A new study shows around 56 percent of university students have considered dropping out of tertiary study after feeling overwhelmed, living with mental illness or fearing failure.
One respondent said, “Work [is] making me do too many hours but I can't quit because then I wouldn't have enough money to make it through the week. But then I do the hours and I can slowly feel myself getting more stressed and tired, and more behind in my school work.”
Another respondent said “[I have] no community that I can rely on and feel a part of, [which is] the greatest cause of my anxiety and depression.”
NZUSA National President Jonathan Gee says the research offers a better understanding about why student mental health issues occur and its implications.

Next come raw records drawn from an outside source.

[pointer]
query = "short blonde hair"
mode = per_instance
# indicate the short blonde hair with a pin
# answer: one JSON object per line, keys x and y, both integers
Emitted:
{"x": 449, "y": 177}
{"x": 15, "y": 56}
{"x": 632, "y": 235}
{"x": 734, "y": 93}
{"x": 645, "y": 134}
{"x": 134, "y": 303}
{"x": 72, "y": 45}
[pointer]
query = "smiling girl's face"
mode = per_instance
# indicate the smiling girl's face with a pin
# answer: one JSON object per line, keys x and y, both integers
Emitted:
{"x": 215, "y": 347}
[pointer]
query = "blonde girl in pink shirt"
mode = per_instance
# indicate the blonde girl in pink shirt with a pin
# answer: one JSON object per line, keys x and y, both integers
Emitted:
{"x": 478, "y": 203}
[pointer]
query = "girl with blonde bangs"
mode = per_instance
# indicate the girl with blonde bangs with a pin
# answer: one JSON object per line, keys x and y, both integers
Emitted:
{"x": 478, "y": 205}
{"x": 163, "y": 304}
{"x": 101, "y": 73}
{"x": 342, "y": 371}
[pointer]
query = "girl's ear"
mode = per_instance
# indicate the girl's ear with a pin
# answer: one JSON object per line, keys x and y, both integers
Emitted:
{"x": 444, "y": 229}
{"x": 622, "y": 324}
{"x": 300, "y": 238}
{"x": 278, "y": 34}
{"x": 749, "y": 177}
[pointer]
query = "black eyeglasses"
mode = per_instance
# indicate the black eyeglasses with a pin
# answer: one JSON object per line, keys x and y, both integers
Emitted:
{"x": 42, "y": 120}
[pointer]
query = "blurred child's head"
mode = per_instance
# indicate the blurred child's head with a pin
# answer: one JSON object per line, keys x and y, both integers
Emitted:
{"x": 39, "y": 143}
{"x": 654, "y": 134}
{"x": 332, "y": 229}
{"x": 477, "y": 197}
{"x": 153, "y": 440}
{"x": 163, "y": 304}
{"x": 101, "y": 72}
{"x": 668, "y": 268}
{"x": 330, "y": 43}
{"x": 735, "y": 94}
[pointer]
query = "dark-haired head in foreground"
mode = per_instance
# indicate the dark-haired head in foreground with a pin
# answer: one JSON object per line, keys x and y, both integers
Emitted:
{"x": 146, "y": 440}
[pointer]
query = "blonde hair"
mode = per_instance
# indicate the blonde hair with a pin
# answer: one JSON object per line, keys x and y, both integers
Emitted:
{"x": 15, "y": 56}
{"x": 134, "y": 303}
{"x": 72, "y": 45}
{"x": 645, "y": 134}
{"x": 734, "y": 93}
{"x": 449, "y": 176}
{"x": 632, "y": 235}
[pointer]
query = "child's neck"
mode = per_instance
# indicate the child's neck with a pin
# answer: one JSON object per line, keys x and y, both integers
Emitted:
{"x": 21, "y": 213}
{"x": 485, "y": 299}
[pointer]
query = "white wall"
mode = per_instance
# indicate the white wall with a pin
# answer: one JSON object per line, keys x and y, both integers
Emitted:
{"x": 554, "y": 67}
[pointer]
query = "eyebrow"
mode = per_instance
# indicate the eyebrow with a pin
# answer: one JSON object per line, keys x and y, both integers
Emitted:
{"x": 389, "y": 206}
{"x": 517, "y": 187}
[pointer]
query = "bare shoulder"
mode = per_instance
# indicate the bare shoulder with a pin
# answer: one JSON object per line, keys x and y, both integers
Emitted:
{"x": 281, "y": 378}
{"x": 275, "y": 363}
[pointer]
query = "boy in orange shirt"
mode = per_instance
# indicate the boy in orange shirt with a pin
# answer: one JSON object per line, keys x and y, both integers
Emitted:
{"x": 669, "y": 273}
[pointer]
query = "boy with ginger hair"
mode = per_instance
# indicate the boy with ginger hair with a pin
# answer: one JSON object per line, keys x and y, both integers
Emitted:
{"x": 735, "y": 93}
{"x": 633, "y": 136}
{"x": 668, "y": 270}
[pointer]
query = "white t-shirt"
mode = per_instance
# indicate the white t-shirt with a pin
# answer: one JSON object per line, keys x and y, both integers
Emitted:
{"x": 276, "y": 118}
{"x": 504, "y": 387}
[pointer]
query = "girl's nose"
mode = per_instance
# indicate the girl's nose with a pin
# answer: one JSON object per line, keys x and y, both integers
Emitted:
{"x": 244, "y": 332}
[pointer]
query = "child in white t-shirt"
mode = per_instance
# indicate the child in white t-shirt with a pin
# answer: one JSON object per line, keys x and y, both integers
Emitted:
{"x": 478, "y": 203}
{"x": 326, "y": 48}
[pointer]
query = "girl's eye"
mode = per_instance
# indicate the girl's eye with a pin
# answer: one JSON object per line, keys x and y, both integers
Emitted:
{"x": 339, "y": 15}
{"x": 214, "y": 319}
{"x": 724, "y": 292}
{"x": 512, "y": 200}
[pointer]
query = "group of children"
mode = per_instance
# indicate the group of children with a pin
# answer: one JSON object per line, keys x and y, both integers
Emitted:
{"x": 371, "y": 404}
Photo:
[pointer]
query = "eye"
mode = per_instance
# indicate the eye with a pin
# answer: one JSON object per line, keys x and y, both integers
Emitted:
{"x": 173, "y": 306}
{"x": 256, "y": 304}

He says students enter tertiary education because they have high hopes for themselves and for their contribution to New Zealand but “in order to help students succeed in their future endeavours, we must address the mental health crisis that is stopping students from reaching their full potential.”
He is urging for action to be taken from government.
“We are calling for a culture change within our communities so that discussing mental health, accessing support services, and practicing self-care is a normalised part of everyday conversations,” says Gee.
“The pressure to succeed means that we have forgotten the important role of tertiary education in building community.”
The NZUSA is also calling for action on the government's commitment to free counselling for under-25s, referenced in the Labour-Greens confidence and supply agreement.
“To make a meaningful change in the mental health of tertiary students, it will take all of us: students, staff, management and government working together to make a difference.”